As the equity indexes declined on Tuesday, two freight indexes contained in SONAR were up sharply after incorporating data from the past week: the national dry van and reefer spot indexes. That prompts the question: What happened to the freight market in the past week? In today’s The Stockout newsletter, I discuss how that data should be interpreted in the context of International Roadcheck Week.
Truckload spot rates surged in the past week. In data that was just updated in SONAR for the past week, national dry van rates increased 5.9% from $3.05/mile to $3.23/mile, while reefer spot rates increased 10.9% from $3.39/mile to $3.76/mile. All quotes include fuel surcharges and accessorials. For both indexes, the latest quotes represented the highest levels since early March. For comparison to prior years, the current national dry van spot rate is 98% higher when compared to the year-ago level (a weak period for transportation demand before the market tightened later in the year) and is 52% higher than this time in 2019. Similarly, relative to the second week of May in 2020 and 2019, national reefer spot rates are currently higher by 107% and 57%, respectively.
The timing of the 2021 International Roadcheck Week suggests that the latest surge may be temporary. FreightWaves has reported extensively on International Roadcheck Week, often from a carrier’s perspective. It is also important for CPG companies and other purchasers of transportation services to understand the impact in order to correctly interpret the latest transportation data. In short, International Roadcheck Week is a 72-hour period that took place from May 4-6, during which enforcement on trucking was stepped up. The dates were made public so carriers could put it on their calendars.

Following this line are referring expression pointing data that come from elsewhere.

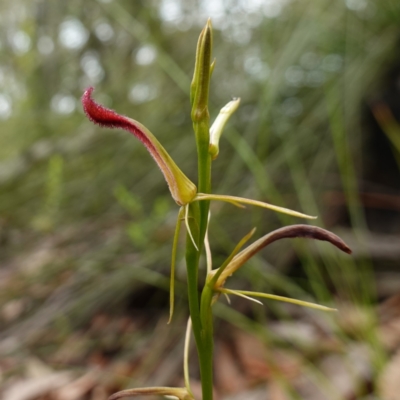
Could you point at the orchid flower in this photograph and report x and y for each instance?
(217, 278)
(182, 189)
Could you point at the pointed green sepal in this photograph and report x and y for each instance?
(247, 295)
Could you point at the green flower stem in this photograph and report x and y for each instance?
(201, 315)
(192, 264)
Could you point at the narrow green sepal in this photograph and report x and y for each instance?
(202, 73)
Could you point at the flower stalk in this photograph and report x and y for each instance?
(194, 212)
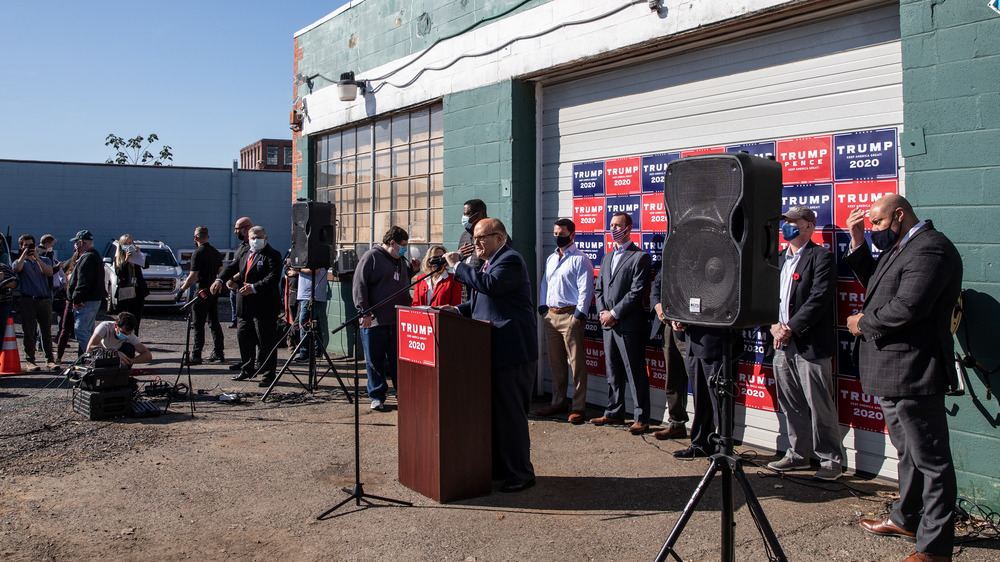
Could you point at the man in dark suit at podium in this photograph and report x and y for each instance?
(501, 294)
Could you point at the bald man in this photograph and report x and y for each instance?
(906, 359)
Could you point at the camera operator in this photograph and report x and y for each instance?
(120, 336)
(36, 301)
(206, 262)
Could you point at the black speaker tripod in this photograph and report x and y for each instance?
(357, 492)
(729, 465)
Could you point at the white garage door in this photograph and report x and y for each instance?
(827, 77)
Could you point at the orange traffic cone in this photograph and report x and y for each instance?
(10, 359)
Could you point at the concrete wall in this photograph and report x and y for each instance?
(150, 203)
(951, 141)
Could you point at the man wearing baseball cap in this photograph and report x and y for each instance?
(804, 344)
(86, 288)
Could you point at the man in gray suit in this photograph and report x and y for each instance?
(906, 360)
(621, 288)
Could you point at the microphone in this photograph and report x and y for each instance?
(200, 295)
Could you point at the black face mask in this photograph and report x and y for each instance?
(885, 239)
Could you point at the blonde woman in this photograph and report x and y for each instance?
(132, 291)
(440, 288)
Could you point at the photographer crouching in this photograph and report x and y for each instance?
(120, 336)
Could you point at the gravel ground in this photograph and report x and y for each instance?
(248, 480)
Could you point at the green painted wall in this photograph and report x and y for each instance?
(376, 32)
(951, 104)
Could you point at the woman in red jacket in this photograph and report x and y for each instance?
(440, 288)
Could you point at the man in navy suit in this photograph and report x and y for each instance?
(621, 288)
(804, 344)
(907, 360)
(501, 294)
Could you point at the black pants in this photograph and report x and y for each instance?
(207, 309)
(257, 333)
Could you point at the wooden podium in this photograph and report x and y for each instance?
(444, 404)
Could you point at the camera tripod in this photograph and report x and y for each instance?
(307, 334)
(730, 466)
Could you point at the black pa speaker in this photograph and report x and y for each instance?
(720, 255)
(312, 234)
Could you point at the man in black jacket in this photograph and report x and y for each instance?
(86, 288)
(804, 343)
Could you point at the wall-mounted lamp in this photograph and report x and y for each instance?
(348, 87)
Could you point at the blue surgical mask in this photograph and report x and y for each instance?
(885, 239)
(789, 231)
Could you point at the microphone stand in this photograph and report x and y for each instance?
(357, 492)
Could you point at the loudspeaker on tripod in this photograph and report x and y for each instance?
(312, 234)
(720, 254)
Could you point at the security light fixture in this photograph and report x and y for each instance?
(348, 87)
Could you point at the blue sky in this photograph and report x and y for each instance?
(208, 77)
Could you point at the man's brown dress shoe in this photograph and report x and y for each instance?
(552, 409)
(921, 557)
(638, 428)
(886, 528)
(605, 420)
(672, 432)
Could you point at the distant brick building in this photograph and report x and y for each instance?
(267, 154)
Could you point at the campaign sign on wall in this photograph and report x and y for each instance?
(806, 159)
(756, 387)
(850, 195)
(652, 244)
(857, 409)
(850, 299)
(656, 368)
(628, 204)
(594, 351)
(588, 214)
(755, 347)
(623, 176)
(863, 155)
(654, 169)
(700, 151)
(588, 179)
(816, 196)
(654, 213)
(759, 149)
(416, 336)
(845, 351)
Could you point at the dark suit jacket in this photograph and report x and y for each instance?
(502, 295)
(812, 303)
(906, 347)
(264, 275)
(623, 291)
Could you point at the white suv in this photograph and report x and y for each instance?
(163, 276)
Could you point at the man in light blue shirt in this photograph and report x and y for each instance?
(564, 298)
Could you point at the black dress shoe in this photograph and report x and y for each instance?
(690, 453)
(509, 487)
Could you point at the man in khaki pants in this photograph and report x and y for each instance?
(564, 298)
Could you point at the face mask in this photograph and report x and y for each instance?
(621, 236)
(789, 231)
(885, 239)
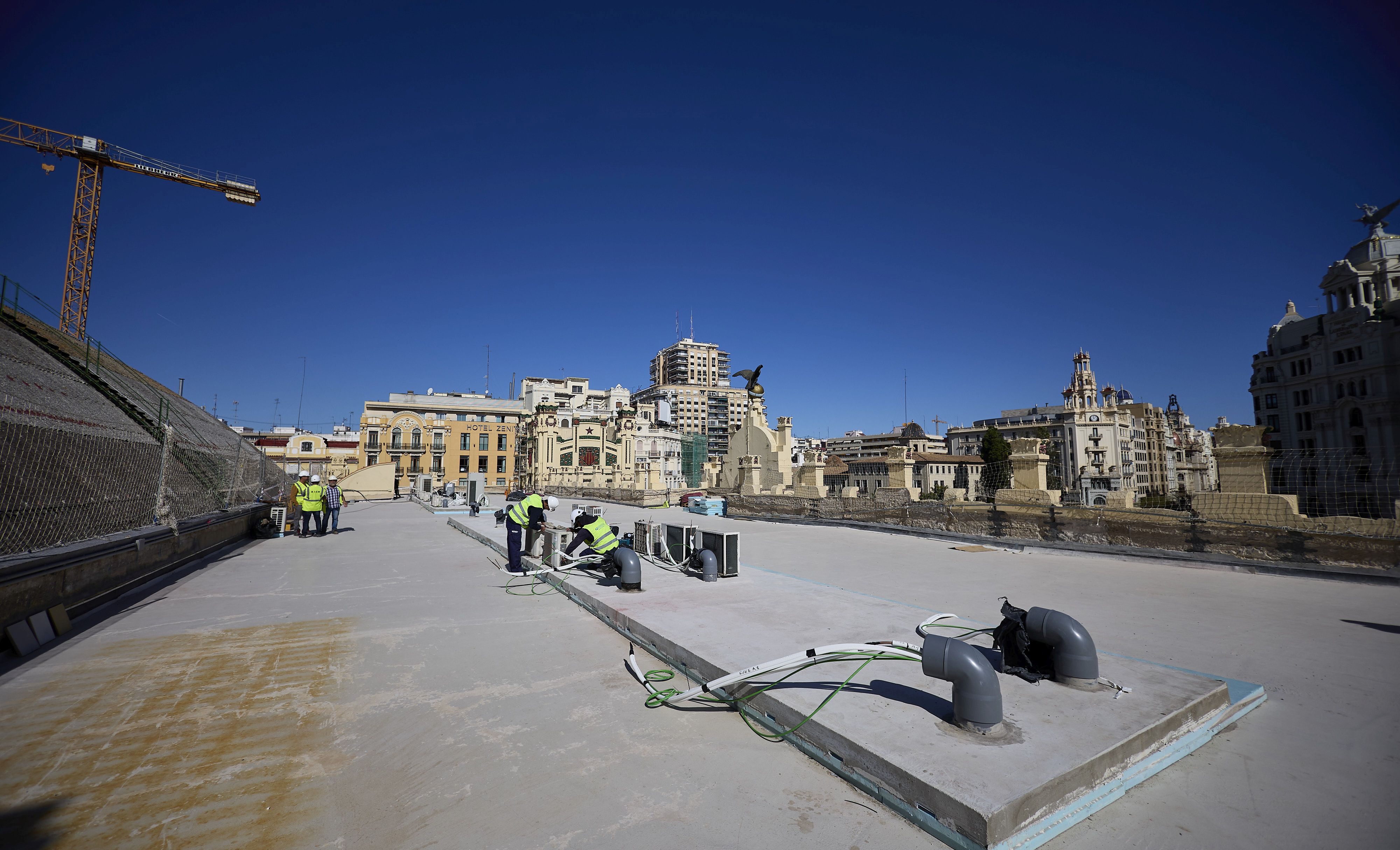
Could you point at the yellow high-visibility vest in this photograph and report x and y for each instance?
(520, 512)
(314, 498)
(604, 539)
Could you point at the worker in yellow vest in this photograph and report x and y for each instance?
(527, 513)
(313, 500)
(598, 534)
(299, 493)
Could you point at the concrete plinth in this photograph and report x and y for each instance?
(1065, 753)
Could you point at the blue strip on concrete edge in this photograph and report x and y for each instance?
(1244, 698)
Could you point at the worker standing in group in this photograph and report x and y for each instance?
(335, 498)
(600, 537)
(527, 513)
(299, 497)
(312, 505)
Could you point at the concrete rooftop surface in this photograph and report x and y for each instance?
(380, 690)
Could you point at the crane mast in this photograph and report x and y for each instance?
(93, 156)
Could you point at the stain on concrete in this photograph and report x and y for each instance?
(219, 739)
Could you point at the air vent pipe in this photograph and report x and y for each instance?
(709, 565)
(1072, 648)
(976, 690)
(629, 568)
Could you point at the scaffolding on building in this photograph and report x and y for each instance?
(694, 455)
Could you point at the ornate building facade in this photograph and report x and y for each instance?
(562, 448)
(1329, 385)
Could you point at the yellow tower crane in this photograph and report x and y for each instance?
(93, 156)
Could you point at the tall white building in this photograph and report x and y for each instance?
(694, 380)
(573, 394)
(1331, 385)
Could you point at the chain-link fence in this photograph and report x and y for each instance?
(1336, 481)
(93, 446)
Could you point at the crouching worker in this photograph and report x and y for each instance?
(527, 513)
(597, 533)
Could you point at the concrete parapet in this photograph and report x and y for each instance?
(901, 470)
(1331, 541)
(1121, 500)
(1265, 509)
(1028, 497)
(751, 474)
(1241, 459)
(1028, 465)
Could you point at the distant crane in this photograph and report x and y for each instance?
(93, 154)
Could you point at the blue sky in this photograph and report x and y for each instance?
(841, 192)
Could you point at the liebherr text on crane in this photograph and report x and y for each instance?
(93, 156)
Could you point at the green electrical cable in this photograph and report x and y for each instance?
(663, 695)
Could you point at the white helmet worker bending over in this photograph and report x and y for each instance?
(527, 513)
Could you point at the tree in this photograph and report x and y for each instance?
(996, 456)
(1054, 477)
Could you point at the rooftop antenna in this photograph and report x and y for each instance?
(303, 392)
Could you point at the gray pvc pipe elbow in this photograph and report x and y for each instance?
(629, 568)
(709, 565)
(1072, 648)
(976, 690)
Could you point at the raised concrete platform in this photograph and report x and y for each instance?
(1066, 753)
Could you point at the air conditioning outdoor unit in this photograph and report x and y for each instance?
(678, 541)
(726, 547)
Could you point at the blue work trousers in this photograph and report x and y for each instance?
(513, 546)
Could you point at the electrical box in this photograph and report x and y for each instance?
(646, 537)
(555, 541)
(678, 541)
(726, 547)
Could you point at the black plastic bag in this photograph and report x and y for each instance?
(1020, 655)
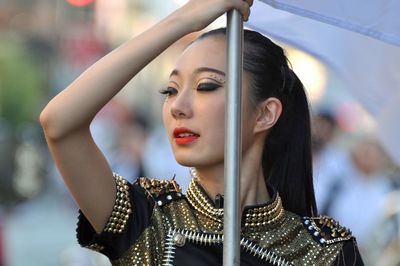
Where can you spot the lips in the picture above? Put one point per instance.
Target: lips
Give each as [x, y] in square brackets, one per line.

The impact on the truck market is that some owner-operators and small carriers will choose to stay home to avoid being subject to the heightened road enforcement. Smaller carriers haul a disproportionately high volume of spot loads or loads that have been rejected by larger carriers. Therefore, small carriers and owner-operators often serve as the “surge capacity” in a tight market and spot rates, such as the Truckstop.com spot rates shown in the chart above, represent market-clearing rates.
In contrast, larger fleets are much more tied to freight that is moved under contracts with large shippers. Fleets serving large shippers have more incentive to be on the road despite the higher enforcement to keep their major customers happy. And company drivers do not have the same discretion to take time off as owner-operators do. Plus, at risk of generalizing, larger carriers tend to utilize newer equipment and have stricter safety procedures in place (e.g., speed governors to prevent company drivers from speeding), so they are at less risk of incurring penalties.
The SONAR chart below suggests that the recent spike in spot rates is temporary and we will see a reversal next week. Typically, spot rates align tightly with tender rejection rates and, as spot rates rise, carriers reject more loads to chase highly rated spot loads. But carriers didn’t reject a higher percentage of tendered loads in the past week from the prior week. That suggests that different segments of carriers responded to Roadcheck Week differently. For carriers that primarily participate in the contract market, it was business as usual, and for owner-operators, some likely stayed home while others enjoyed higher market-clearing spot rates.
Freight markets remain tight as freight haulers enter one of the busiest times of the year. My discounting of last week’s spot rate increases should not be interpreted as a suggestion that the freight market is loosening in any meaningful way. In fact, we just finished an extraordinary April for freight demand, which is typically the “freight offseason,” or the second-slowest freight month of the year. Plus, freight typically picks up seasonally in May as consumers buy large, bulky items to prepare for summer. In the next few months, CPG companies and other shippers should expect freight markets to remain persistently tight due to demand from elevated import volumes, inventory replenishment, strong consumer demand and a recovering industrial economy. Meanwhile, capacity remains limited due to constraints on commercial vehicle components, manufacturing capacity and driver availability.